L1 Regularized Value Function Approximation for Reinforcement Learning

Christopher Painter-Wakefield and Ronald Parr. L1 Regularized Linear Temporal Difference Learning. Technical Report CS-2012-01.

Several recent efforts in the field of reinforcement learning have focused attention on the importance of regularization, but the techniques for incorporating regularization into reinforcement learning algorithms, and the effects of these changes upon the convergence of these algorithms, are ongoing areas of research. In particular, little has been written about the use of regularization in online reinforcement learning. In this paper, we describe a novel online stochastic approximation algorithm for reinforcement learning. We prove convergence of the online algorithm and show that the L1 regularized linear fixed point of LARS-TD and LC-TD is an equilibrium fixed point of the algorithm.

Jeff Johns, Christopher Painter-Wakefield, and Ronald Parr. Linear Complementarity for Regularized Policy Evaluation and Improvement. Advances in Neural Information Processing Systems 23 (NIPS 2010).

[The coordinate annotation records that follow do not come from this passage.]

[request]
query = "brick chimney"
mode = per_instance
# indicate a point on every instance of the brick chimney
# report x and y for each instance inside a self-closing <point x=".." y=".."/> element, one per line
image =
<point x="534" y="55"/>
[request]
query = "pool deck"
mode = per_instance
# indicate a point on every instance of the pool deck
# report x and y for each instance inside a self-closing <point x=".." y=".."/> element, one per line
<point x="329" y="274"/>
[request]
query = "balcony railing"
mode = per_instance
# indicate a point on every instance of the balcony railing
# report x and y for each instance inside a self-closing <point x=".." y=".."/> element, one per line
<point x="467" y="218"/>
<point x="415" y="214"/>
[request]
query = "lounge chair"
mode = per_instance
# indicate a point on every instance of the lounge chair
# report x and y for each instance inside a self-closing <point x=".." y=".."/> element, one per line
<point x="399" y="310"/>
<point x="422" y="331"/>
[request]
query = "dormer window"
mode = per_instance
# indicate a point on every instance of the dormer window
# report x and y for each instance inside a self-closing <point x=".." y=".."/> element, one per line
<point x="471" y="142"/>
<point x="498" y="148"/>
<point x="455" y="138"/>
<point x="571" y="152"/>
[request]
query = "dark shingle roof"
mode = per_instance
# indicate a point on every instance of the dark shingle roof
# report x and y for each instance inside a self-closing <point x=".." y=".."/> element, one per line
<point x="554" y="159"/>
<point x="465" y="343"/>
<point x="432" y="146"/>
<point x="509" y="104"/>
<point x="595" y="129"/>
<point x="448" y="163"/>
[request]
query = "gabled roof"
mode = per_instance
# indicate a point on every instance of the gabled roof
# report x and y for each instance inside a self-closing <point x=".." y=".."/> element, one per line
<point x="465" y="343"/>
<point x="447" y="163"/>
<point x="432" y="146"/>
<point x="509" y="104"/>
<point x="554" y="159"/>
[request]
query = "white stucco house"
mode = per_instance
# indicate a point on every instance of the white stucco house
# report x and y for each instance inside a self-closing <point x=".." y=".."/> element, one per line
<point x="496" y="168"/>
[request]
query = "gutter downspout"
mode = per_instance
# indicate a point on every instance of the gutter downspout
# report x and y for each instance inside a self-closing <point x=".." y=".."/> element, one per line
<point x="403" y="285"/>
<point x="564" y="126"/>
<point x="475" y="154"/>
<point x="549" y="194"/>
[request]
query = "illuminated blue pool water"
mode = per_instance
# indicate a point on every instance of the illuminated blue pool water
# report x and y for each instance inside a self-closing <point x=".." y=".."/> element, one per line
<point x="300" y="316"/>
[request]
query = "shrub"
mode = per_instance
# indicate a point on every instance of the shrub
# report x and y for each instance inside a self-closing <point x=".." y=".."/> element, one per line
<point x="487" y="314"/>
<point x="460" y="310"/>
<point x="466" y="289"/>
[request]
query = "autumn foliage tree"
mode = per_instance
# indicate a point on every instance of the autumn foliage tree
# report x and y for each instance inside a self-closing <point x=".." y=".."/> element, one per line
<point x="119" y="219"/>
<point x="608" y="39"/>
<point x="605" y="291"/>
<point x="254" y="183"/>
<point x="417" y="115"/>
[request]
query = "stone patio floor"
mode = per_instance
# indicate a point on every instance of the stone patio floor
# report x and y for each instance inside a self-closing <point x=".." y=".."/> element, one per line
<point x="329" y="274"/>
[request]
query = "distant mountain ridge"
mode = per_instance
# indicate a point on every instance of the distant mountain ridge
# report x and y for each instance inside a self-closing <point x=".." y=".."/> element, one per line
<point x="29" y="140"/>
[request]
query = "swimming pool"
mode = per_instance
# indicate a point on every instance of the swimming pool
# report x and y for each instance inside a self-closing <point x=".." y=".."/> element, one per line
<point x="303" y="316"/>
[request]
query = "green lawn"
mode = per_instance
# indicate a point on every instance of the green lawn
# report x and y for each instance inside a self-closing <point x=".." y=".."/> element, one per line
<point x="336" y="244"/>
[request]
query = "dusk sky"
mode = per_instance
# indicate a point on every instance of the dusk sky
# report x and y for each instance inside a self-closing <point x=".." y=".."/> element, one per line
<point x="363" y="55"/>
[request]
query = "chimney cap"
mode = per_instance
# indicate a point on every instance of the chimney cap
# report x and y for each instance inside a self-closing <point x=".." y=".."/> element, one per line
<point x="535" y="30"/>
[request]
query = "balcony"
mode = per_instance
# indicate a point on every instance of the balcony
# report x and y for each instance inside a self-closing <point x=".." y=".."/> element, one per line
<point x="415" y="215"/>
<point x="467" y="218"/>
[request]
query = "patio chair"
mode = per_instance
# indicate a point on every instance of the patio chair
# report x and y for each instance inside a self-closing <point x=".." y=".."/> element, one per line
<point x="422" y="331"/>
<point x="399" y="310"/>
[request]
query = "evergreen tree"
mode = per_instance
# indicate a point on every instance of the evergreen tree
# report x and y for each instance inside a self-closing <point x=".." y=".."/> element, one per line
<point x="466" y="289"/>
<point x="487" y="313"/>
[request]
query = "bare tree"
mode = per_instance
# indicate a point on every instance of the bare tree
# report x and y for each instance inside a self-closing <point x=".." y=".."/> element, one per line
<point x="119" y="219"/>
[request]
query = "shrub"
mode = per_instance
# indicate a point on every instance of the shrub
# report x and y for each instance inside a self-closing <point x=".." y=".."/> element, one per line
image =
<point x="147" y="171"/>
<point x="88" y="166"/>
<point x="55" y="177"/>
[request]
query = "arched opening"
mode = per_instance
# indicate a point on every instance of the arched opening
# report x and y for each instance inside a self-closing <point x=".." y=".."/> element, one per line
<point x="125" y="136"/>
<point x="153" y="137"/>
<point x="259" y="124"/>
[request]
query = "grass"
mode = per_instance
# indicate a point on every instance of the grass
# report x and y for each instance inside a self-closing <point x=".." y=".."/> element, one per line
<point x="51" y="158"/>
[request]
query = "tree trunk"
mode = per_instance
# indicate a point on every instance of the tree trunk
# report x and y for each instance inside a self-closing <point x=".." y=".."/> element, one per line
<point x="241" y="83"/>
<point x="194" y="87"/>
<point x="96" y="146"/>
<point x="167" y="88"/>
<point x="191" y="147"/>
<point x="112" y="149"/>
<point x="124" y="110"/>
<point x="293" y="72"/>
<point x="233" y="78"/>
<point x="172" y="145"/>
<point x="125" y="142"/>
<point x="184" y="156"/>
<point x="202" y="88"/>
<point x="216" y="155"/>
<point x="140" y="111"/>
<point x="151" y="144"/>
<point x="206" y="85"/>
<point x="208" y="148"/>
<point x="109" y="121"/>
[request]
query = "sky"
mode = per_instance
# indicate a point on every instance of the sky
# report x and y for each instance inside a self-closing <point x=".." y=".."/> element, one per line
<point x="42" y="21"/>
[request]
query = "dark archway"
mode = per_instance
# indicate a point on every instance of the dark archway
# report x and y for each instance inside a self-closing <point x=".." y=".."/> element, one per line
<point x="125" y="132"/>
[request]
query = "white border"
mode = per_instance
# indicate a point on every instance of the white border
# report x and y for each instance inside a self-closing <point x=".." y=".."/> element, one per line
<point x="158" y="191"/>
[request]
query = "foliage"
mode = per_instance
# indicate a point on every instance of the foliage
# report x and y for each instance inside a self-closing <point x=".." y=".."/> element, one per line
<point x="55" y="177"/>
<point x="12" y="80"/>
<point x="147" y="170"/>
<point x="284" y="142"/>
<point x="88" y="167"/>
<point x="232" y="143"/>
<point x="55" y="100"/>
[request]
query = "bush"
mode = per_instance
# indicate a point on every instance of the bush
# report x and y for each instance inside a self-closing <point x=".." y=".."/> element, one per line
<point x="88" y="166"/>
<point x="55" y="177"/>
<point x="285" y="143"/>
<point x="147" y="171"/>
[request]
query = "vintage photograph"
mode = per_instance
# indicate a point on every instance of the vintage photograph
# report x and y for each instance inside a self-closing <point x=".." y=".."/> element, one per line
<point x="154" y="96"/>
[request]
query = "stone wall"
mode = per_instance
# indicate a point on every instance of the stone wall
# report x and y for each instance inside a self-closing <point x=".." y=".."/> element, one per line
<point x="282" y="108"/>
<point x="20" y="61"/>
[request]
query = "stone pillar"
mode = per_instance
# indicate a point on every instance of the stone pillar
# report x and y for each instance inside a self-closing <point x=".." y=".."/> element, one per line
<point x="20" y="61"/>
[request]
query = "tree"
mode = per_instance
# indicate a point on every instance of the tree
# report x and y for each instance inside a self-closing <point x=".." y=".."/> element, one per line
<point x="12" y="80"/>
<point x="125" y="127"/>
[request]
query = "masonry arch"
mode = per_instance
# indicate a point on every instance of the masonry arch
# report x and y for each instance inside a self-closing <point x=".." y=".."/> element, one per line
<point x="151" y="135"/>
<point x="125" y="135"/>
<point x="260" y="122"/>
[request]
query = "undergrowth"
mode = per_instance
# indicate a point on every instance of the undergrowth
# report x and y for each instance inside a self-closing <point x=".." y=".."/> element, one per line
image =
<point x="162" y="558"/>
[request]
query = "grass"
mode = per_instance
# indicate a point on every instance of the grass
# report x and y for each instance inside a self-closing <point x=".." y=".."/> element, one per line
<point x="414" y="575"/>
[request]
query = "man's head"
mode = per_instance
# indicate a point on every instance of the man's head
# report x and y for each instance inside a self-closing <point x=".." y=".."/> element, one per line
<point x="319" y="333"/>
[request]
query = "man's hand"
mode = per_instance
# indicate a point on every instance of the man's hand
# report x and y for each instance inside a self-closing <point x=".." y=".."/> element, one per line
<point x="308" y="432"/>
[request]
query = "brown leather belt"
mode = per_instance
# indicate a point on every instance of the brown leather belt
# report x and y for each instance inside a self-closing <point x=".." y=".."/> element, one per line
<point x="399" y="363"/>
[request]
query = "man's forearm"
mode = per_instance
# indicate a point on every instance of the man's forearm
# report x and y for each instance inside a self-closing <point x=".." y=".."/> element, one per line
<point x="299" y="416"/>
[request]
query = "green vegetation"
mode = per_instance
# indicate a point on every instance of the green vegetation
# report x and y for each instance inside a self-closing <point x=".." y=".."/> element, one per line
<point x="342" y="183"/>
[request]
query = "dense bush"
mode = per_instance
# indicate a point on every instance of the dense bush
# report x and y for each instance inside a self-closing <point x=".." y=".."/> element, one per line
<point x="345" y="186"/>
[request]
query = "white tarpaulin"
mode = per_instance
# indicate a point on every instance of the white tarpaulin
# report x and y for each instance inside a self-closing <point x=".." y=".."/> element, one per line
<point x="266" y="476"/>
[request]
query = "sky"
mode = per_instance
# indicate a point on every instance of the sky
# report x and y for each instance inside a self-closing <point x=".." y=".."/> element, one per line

Recent work in reinforcement learning has emphasized the power of L1 regularization to perform feature selection and prevent overfitting. We propose formulating the L1 regularized linear fixed point problem as a linear complementarity problem (LCP). This formulation offers several advantages over the LARS-inspired formulation: LARS-TD. The LCP formulation allows the use of efficient off-the-shelf solvers, leads to stronger convergence and uniqueness results, and can be initialized with starting points from similar problems (warm starts). We demonstrate that warm starts, as well as the efficiency of LCP solvers, can speed up policy iteration. Moreover, warm starts permit a form of modified policy iteration that can be used to approximate a "greedy" homotopy path, a generalization of the LARS-TD homotopy path that combines policy evaluation and optimization.